The more colorful, the better

A new way of thinking is required to strengthen science – Maria Asplund points the way through more diversity



Photo: Robert Kneschke/Fotolia

If she asks a colleague at a scientific conference about his work, more than likely she gets a general introduction into the subject matter rather than an answer to her actual question. Based on her experience, the biomaterials researcher Dr. Maria Asplund knows all too well about the unequal treatment of men and women in the entire scientific community and its limiting effect on researchers’ potential. It is diversity that makes the team stronger. In a recently published article, Asplund demonstrates new ways of thinking.

No, human beings are not always as rational as they appear to be. If one were to ask five-year-old children, for instance, to draw a scientist, half of them would draw a female researcher while the other half would draw a male researcher. But after another five years, the likelihood of associating a woman with the word “scientist” decreases significantly:  just about one quarter of ten-year-olds, mainly girls, would draw a female scientist. In the teen years, that number drops even more, according to a recent study conducted by a team at Northwestern University in the US.

Dr. Maria Asplund is someone who wants to raise awareness about this disparity. On the side, one could say. As her main job, the Freiburg-based electrical engineer and biomaterials researcher at the Freiburg Department of Microsystems Engineering and her research group at the BrainLinks-BrainTools Cluster of Excellence are currently developing a special polymer that will later be used in medicine and accelerate wound healing. For this Asplund has received a coveted award: the ERC Starting Grant from the European Research Council.

An old issue not yet resolved

Asplund recently spent a lot of time with her colleague Cristin Welle, Assistant Professor of Neurosurgery and Bioengineering at the University of Colorado in the US on an article unrelated to her research, but about the unequal treatment of women and men in the so-called STEM disciplines of science. STEM stands for: Science, Technology, Engineering and Mathematics. “We all carry biases,” she says. “Bias” is what happens daily in the minds of all people. And completely unconsciously.

Asplund states: “We have internalized what something has to be like, for example, that a researcher is male. These implicit assumptions are so profound that they may even corrupt seemingly neutral scoring systems within science, such as grades or credit systems.” As Asplund points out with reference to an investigation by Yale University in the US published in the prestigious journal Proceedings of the National Academy of Sciences, if a candidate is named “John,” the probability that he will get the job and not “Jennifer” is much higher. Even if, from an objective standpoint, Jennifer is as equally qualified as John. The issue is long-standing, but far from resolved, as the recent study results summarized by Asplund and Welle prove.

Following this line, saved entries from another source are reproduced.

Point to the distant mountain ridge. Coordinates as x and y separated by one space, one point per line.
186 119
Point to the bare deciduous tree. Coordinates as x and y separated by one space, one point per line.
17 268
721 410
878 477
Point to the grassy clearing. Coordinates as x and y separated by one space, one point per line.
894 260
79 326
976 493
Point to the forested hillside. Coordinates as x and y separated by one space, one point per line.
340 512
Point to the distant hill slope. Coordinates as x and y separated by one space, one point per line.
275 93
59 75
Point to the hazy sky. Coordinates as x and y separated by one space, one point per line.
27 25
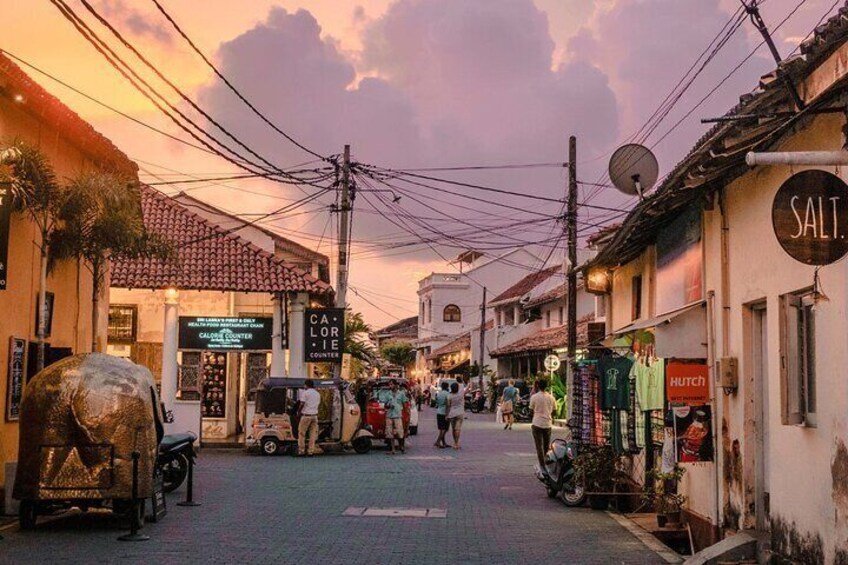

The latest study results at a glance

The researcher has experienced time again and again that a woman in science is not the same as a man: If she asks a colleague a question about his work at a conference, she often gets a general introduction about it, but no answer to her actual question, as if she did not know what it was about. The topic has preoccupied Asplund for some time. She has often read a lot about it.

In her home country of Sweden, people have demonstrated significant advancements on the subject. “The unequal treatment in science is much more often discussed and thought about.” After a lecture on equality work in science by the chemistry professor Paul Walton in Freiburg, she decided to become active and together with Welle to bring together the latest study results, to develop problem-solving strategies and to bring public awareness to the issue. The scientific article was published in August 2018 in the journal Neuron.

Diverse teams are stronger

The unequal treatment of men and women runs through the entire scientific community, says Asplund: The intricate thing is that everyone participates in it, certainly not on purpose, but regularly nonetheless. Bias can therefore not be reduced to the traditional cliché of the oppressed woman because both sexes distort their reality through their years-long conditioning. Individual prejudices become collectivized - even in science because humans like to remain among their equals. The consequence of this collective bias is that research in laboratories and work groups is limited, thereby sacrificing a lot of know-how, says Asplund. A diverse research team can accomplish a lot more than a homogenous one.

People cannot be reprogrammed through a gender equality officer alone, of this the 39-year-old scientist is certain. It requires a lot more than that. Asplund and Welle have made five recommendations for scientists. It is important to first acknowledge how bias works, and then allow diversity in the next step, for example, in the compilation of scientific teams. Everyone must feel responsible. That includes individuals as well as groups or university committees and institutions. In order to improve science, everyone must be willing to think in new ways. It is a matter of great urgency.